Suivant le plan établi, ils se garèrent une demi-heure plus tard, après avoir franchi les embouteillages de fin de journée et atteint leur première destination.
— Terminal e-shargh, annonça Sabbar.
C’était la gare routière de l’est. Tomás la contempla depuis l’autre côté de la rue et ne put s’empêcher de la trouver petite, bien trop petite pour une gare qui, au bout du compte, desservait toute la province de Khorasan et la région de la mer Caspienne.
Ils traversèrent la rue, entrèrent dans l’enceinte de la gare et se frayèrent un chemin entre les voyageurs, les bagages et les bus aux moteurs ronflants. Ils arrivèrent à la billetterie, l’Iranien acheta deux tickets et fit signe à Tomás de se dépêcher, son bus était sur le point de partir. Ayant rejoint la zone des départs, ils se retrouvèrent devant un vieux tas de ferrailles, bourré de paysans, de pêcheurs au teint basané et de femmes en tchador.

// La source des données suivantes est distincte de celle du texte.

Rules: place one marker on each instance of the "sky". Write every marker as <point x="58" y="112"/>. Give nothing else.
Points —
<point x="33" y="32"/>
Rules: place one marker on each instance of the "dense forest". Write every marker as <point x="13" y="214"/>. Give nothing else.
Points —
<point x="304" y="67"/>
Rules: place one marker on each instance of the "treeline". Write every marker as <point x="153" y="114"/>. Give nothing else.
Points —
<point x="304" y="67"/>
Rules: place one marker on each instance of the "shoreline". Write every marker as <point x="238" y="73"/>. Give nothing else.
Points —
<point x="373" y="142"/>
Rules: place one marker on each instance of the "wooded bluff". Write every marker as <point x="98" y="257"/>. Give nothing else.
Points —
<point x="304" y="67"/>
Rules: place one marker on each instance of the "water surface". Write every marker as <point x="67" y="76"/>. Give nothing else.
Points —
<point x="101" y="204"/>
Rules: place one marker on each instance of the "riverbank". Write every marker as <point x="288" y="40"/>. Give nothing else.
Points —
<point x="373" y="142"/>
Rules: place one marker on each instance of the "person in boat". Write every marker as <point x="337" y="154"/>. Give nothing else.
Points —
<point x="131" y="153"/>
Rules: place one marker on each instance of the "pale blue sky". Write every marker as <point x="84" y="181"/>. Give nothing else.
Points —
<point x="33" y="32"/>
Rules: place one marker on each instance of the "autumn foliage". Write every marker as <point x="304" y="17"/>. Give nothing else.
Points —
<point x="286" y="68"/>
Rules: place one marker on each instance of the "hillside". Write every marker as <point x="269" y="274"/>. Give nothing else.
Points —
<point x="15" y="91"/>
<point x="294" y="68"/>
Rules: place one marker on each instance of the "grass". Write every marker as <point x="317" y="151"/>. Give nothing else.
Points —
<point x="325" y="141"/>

Ils montèrent dans le bus et l’Européen qu’était Tomás réprima une grimace de dégoût, même s’il n’avait aucune raison de s’abstenir, puisque personne ne pouvait voir son visage. Des restes de nourriture jonchaient les sièges et des volailles en cage se mêlaient aux passagers, ici des poules, là des canards, là-bas des poussins. L’air était saturé de l’odeur moite des excréments et des farines aviaires, des relents acides d’urine et de transpiration humaine, mêlés aux vapeurs nauséabondes du gasoil brûlé qui envahissaient toute la gare.
Le bus partit cinq minutes après, à 18 heures précises. Le véhicule s’engagea sur la route en bringuebalant, son pot d’échappement dégageait une épaisse fumée noire et son moteur ronflait furieusement. La circulation dans Téhéran était toujours aussi infernale, avec ses queues de poisson improbables, ses klaxons permanents et ses brusques freinages. Le bus mit presque deux heures pour sortir de la ville, mais, finalement, après maints arrêts et démarrages fumants, il dépassa la zone urbaine et longea tranquillement les montagnes.

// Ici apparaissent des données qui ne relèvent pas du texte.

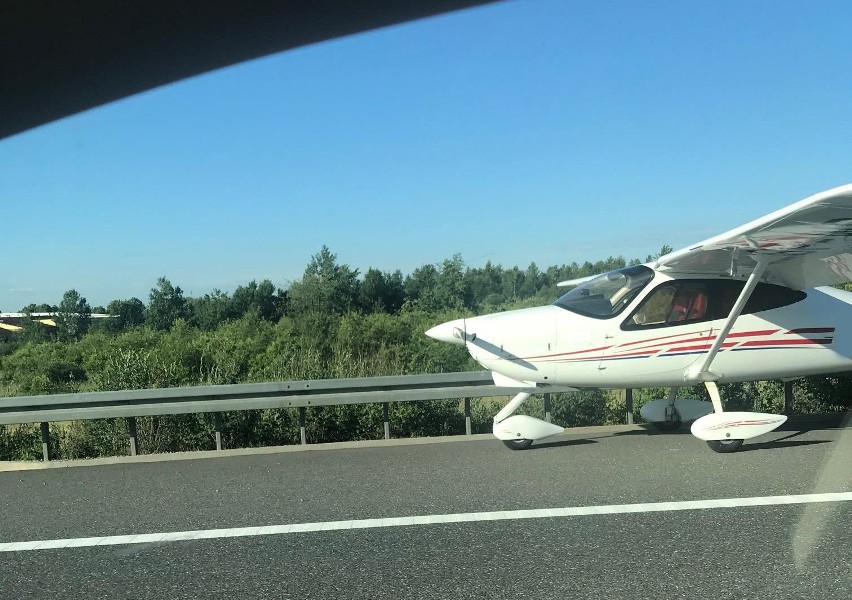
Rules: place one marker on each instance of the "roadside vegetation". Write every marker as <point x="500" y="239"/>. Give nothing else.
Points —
<point x="332" y="322"/>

Ce fut un voyage sans histoire, accompli de nuit dans une zone montagneuse, un parcours plein de virages, de montées et de descentes, où les phares éclairaient fugitivement la nappe de neige recouvrant les bords de la route. Pour combattre la nausée causée par les virages, les relents de gasoil et le port du tchador, Tomás ouvrit la vitre et passa une grande partie du voyage à respirer l’air froid et raréfié des Elbourz, ce qui ne fut pas du goût de quelques passagers, qui préféraient les odeurs tièdes et repoussantes aux courants d’air purs et glacés.

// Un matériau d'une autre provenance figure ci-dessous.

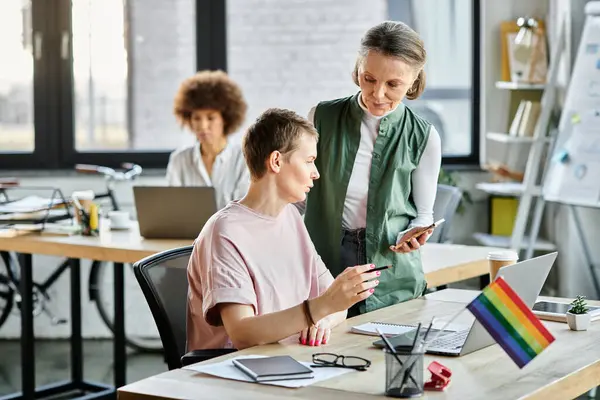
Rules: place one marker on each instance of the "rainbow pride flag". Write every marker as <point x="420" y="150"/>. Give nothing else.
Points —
<point x="510" y="322"/>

Tomás et Sabbar arrivèrent à Sari vers 23 heures et furent hébergés dans un petit hôtel du centre, nommé Mosaferkhuneh. Sabbar demanda que le repas soit servi dans les chambres et tous deux se retirèrent pour la nuit. Assis sur son lit, sans son tchador, Tomás digérait son kebab en contemplant la ville endormie par la fenêtre. Il fixait une curieuse tour blanche, avec une horloge, dressée au milieu de la place Sahat, juste devant lui.
Au matin, ils prirent un bus à destination de Gorgán et, pour la première fois, Tomás put apprécier à la lumière du soleil le paysage de cette région côtière. Celui-ci différait totalement de celui de Téhéran. Là-bas s’élevaient des monts escarpés, des pics neigeux, surplombant des plaines arides ; ici, s’étendait une forêt luxuriante, dense, quasi tropicale, une véritable jungle coincée entre les montagnes et la mer.